Thursday 22 August 2013

Street violence masks threat of economic collapse

Debt mountain grows as street chaos dries up sources of revenue
By Jonathan Eyal, The Straits Times, 20 Aug 2013

LONDON - Defying the grave internal security situation, Mr Hisham Ramez, the governor of Egypt's central bank, has ordered all Egyptian financial institutions to reopen their doors for business.

For the moment, banks and the Cairo stock exchange will operate for only a few hours daily. Nevertheless, Mr Ramez hopes this gesture will persuade international investors of Egypt's resolve to regain control over its finances. For otherwise the country's economy risks falling apart, condemning ordinary Egyptians to decades of future hardship.

Egypt's experience is a reminder that revolutions are never good for business. Hosni Mubarak, who ruled for more than three decades until he was overthrown in a popular rebellion in 2011, is accused of presiding over the creation of a corruption-ridden economy that widened the rich-poor gap.

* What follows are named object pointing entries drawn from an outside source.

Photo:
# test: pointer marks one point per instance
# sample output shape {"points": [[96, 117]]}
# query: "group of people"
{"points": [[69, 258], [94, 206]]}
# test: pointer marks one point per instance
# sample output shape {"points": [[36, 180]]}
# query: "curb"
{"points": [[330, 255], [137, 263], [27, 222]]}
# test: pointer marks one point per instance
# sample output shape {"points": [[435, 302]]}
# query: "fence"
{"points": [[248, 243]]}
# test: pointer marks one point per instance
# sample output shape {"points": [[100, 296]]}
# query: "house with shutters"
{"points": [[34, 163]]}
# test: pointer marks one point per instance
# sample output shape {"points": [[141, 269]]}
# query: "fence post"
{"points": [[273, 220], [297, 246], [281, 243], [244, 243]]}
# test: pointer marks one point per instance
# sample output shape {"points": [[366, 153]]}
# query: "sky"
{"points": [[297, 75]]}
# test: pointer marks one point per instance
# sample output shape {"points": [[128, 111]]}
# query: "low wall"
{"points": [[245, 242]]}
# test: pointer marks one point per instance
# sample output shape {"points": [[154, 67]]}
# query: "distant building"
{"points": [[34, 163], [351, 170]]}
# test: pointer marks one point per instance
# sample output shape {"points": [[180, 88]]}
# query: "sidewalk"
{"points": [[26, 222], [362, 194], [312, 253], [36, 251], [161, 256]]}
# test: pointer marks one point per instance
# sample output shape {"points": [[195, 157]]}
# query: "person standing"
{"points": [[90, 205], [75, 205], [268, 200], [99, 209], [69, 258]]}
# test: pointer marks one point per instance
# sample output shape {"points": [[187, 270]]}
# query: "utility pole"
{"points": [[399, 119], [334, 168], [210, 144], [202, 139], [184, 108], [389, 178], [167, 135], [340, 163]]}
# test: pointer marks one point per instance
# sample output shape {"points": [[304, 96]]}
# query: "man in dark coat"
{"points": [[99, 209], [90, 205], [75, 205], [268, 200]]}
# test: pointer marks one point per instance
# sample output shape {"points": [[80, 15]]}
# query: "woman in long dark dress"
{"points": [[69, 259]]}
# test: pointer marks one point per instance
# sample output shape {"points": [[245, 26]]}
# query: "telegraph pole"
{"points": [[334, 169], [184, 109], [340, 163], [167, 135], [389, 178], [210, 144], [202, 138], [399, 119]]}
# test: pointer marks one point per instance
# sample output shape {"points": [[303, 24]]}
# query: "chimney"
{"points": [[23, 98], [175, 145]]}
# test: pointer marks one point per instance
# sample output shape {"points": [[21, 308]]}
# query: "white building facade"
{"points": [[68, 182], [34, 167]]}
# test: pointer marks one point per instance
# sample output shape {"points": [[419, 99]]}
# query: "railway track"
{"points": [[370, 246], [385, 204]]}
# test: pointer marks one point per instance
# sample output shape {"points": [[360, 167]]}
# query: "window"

But the fact remains that under him, Egypt's economy grew at an annual average rate of 7 per cent; since 2011, the economy has flat-lined. As a result, unemployment shot up from 9 per cent of the labour force under Mubarak to 14 per cent today. Tourism receipts, which earlier this decade stood at US$13 billion (S$16.5 billion) yearly, are now running at half that level; foreign investment went down by over two-thirds.

And the inept policies of the Muslim Brotherhood government headed by ousted president Mohamed Mursi made matters far worse. His decision to appoint as Egypt's finance minister Mr Fayyad Abdel Moneim, an academic who made his name researching subjects such as "economic functionaries in the Islamic state at the time of the Prophet", exasperated businessmen.

Mr Mursi also rejected an offer of a large loan from the International Monetary Fund, fearing this would dent his image as a defender of Egypt's independence. Instead, he dipped into Egypt's foreign currency reserves: These dwindled from the Mubarak administration's US$30 billion to only US$10 billion, and even this figure was flattered by an emergency cash donation worth US$5 billion from oil-rich Qatar.

The military that overthrew the Brotherhood last month wanted to prove they are aware of the need to halt the economic decline.

The new interim prime minister, Mr Hazem el-Beblawi, is just the man for the job: He ran Egypt's Export Development Bank for 12 years and worked in regional economic agencies throughout the Middle East. And the new finance minister is Mr Ahmed Galal, managing director of the Cairo-based Economic Research Forum since 2007 and for 18 years a researcher at the World Bank.

For the moment, however, the outburst of political violence has given Egypt's military-backed government a justification to do nothing: Its only economic achievement was to negotiate a US$12 billion credit line from Saudi Arabia, Kuwait and the United Arab Emirates, countries that seem prepared to pay any price to ensure the Muslim Brotherhood never returns to power.

This may seem like a big achievement, but it represents only a drop in Egypt's debt ocean: The country needs to borrow US$3.2 billion a month just to stand still, so barring some drastic measures, the new cash will soon be exhausted, and the Egyptian government will again have to pass the begging bowl to its Gulf backers by the end of this year.

The obvious solution - to entice foreign investors and increase tourism revenues - requires political stability which will take years to accomplish. And the only other alternative that can rectify Egypt's finances will also guarantee a social explosion.

To alleviate the worst manifestations of poverty, successive Egyptian governments introduced subsidies on staple household items such as bread and diesel. Yet this has now turned into a financial monster: An astonishing one-quarter of all government expenditure goes to these subsidies.

Mr el-Beblawi knows this cannot continue, but he prefers to issue oblique warnings. "The revolution's success did not mean it was time to distribute the spoils but, rather, it meant that there was more work to be done," he told the Daily News Egypt newspaper.

The reticence is understandable: Of Egypt's 84 million people, 60 million rely on some food subsidies, and any cut in these subsidies is bound to result in food riots, the last thing any Egyptian politician needs.

So, like all its predecessors, the current Egyptian government appears to have decided that the best course is to pass the hard work to its successors.

Either way, whoever ends up ruling Egypt will have to grapple with an economic crisis every bit as daunting as the current violence in the streets.